The function f is defined on the domain $\left] { - \frac{\pi }{2},\frac{\pi }{2}} \right[{\text{ by }}f(x) = \ln (1 + \sin x)$ .

Show that $f''(x) = - \frac{1}{{(1 + \sin x)}}$ .

[4]

(i) Find the Maclaurin series for $f(x)$ up to and including the term in ${x^4}$ .

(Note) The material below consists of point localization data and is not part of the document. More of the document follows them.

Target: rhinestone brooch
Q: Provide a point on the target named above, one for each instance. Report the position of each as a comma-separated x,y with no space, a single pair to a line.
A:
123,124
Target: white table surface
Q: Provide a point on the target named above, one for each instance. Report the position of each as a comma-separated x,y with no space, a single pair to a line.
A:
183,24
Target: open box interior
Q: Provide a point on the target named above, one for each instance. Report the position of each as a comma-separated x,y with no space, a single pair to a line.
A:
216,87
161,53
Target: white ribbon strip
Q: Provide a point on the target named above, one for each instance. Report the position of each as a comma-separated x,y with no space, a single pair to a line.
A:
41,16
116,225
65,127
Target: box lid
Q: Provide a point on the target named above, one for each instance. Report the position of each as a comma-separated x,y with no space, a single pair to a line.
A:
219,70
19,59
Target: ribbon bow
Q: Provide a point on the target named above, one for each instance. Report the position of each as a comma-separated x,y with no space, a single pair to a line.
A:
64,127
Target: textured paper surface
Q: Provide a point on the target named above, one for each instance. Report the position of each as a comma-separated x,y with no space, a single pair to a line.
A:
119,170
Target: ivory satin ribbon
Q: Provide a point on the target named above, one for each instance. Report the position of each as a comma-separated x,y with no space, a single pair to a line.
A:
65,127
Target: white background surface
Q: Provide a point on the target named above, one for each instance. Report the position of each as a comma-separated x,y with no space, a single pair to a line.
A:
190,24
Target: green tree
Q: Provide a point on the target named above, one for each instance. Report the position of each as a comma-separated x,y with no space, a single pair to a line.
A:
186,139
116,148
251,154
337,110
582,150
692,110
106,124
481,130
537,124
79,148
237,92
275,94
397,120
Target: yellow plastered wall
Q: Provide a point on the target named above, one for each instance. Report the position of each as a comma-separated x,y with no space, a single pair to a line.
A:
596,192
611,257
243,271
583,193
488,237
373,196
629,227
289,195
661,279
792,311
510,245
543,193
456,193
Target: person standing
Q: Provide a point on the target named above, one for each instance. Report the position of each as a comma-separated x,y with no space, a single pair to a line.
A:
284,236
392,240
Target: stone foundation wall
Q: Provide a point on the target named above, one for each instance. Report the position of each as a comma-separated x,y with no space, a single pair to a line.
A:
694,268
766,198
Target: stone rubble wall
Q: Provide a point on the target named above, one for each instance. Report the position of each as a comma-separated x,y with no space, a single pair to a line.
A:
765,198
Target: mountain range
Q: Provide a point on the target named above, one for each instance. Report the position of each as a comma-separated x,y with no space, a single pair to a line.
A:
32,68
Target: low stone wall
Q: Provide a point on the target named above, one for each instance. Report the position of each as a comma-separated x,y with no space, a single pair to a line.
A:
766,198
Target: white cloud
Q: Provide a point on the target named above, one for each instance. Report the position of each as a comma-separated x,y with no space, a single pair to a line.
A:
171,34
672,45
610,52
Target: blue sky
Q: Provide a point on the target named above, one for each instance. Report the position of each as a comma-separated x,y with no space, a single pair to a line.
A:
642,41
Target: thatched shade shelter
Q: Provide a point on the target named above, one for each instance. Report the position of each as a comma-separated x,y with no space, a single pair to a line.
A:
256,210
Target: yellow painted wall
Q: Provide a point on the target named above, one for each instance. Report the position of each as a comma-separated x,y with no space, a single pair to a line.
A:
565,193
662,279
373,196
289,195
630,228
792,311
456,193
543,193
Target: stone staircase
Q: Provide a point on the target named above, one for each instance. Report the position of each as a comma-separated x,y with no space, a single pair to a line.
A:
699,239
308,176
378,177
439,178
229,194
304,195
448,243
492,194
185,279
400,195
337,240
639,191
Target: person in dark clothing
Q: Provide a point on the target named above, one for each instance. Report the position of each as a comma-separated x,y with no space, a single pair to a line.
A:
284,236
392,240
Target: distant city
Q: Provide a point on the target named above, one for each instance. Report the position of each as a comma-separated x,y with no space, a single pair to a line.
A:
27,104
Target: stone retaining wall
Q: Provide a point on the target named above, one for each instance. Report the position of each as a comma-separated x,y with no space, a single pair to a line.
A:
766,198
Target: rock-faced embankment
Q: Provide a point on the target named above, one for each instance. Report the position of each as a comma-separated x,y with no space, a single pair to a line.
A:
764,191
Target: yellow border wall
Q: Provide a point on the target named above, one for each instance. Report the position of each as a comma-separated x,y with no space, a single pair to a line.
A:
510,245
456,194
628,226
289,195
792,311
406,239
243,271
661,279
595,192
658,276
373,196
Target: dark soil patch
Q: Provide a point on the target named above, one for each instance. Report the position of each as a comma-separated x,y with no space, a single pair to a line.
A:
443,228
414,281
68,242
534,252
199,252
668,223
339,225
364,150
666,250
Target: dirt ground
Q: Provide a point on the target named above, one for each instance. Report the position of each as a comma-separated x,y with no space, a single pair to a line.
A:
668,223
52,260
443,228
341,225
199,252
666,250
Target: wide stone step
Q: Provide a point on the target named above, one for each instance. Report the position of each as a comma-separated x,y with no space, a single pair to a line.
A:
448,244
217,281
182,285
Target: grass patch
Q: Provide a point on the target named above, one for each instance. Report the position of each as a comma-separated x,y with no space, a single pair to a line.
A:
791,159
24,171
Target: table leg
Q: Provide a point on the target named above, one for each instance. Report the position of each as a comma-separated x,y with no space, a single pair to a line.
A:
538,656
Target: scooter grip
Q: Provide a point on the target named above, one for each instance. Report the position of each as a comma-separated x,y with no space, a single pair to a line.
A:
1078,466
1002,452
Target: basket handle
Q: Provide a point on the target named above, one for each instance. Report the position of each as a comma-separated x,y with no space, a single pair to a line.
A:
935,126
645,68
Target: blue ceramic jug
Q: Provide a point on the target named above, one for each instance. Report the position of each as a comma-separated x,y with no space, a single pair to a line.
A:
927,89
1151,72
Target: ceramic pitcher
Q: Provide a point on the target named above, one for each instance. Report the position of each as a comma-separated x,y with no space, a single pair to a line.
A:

(ii) Explain briefly why your result shows that f is neither an even function nor an odd function.

[7]

Determine the value of $\mathop {\lim }\limits_{x \to 0} \frac{{\ln (1 + \sin x) - x}}{{{x^2}}}$ .

[3]

Markscheme

$f'(x) = \frac{{\cos x}}{{1 + \sin x}}$ A1

$f''(x) = \frac{{ - \sin x(1 + \sin x) - \cos x\cos x}}{{{{(1 + \sin x)}^2}}}$ M1A1

$= \frac{{ - \sin x - ({{\sin }^2}x + {{\cos }^2}x)}}{{{{(1 + \sin x)}^2}}}$ A1

$= - \frac{1}{{1 + \sin x}}$ AG

[4 marks]

(i) $f'''(x) = \frac{{\cos x}}{{{{(1 + \sin x)}^2}}}$ A1

${f^{(4)}}(x) = \frac{{ - \sin x{{(1 + \sin x)}^2} - 2(1 + \sin x){{\cos }^2}x}}{{{{(1 + \sin x)}^4}}}$ M1A1

$f(0) = 0,{\text{ }}f'(0) = 1,{\text{ }}f''(0) = - 1$ M1

$f'''(0) = 1,{\text{ }}{f^{(4)}}(0) = - 2$ A1

$f(x) = x - \frac{{{x^2}}}{2} + \frac{{{x^3}}}{6} - \frac{{{x^4}}}{{12}} + \ldots$ A1

(ii) the series contains even and odd powers of x R1

[7 marks]

$\mathop {\lim }\limits_{x \to 0} \frac{{\ln (1 + \sin x) - x}}{{{x^2}}} = \mathop {\lim }\limits_{x \to 0} \frac{{x - \frac{{{x^2}}}{2} + \frac{{{x^3}}}{6} + \ldots - x}}{{{x^2}}}$ M1

$= \mathop {\lim }\limits_{x \to 0} \frac{{\frac{{ - 1}}{2} + \frac{x}{6} + \ldots }}{1}$ (A1)

$= - \frac{1}{2}$ A1

Note: Use of l’Hopital’s Rule is also acceptable.

[3 marks]

Examiners report

[N/A]

Syllabus sections

Topic 9 - Option: Calculus » 9.7 » The evaluation of limits of the form

$\mathop {\lim }\limits_{x \to a} \frac{{f\left( x \right)}}{{g\left( x \right)}}$ and

$\mathop {\lim }\limits_{x \to \infty } \frac{{f\left( x \right)}}{{g\left( x \right)}}$ .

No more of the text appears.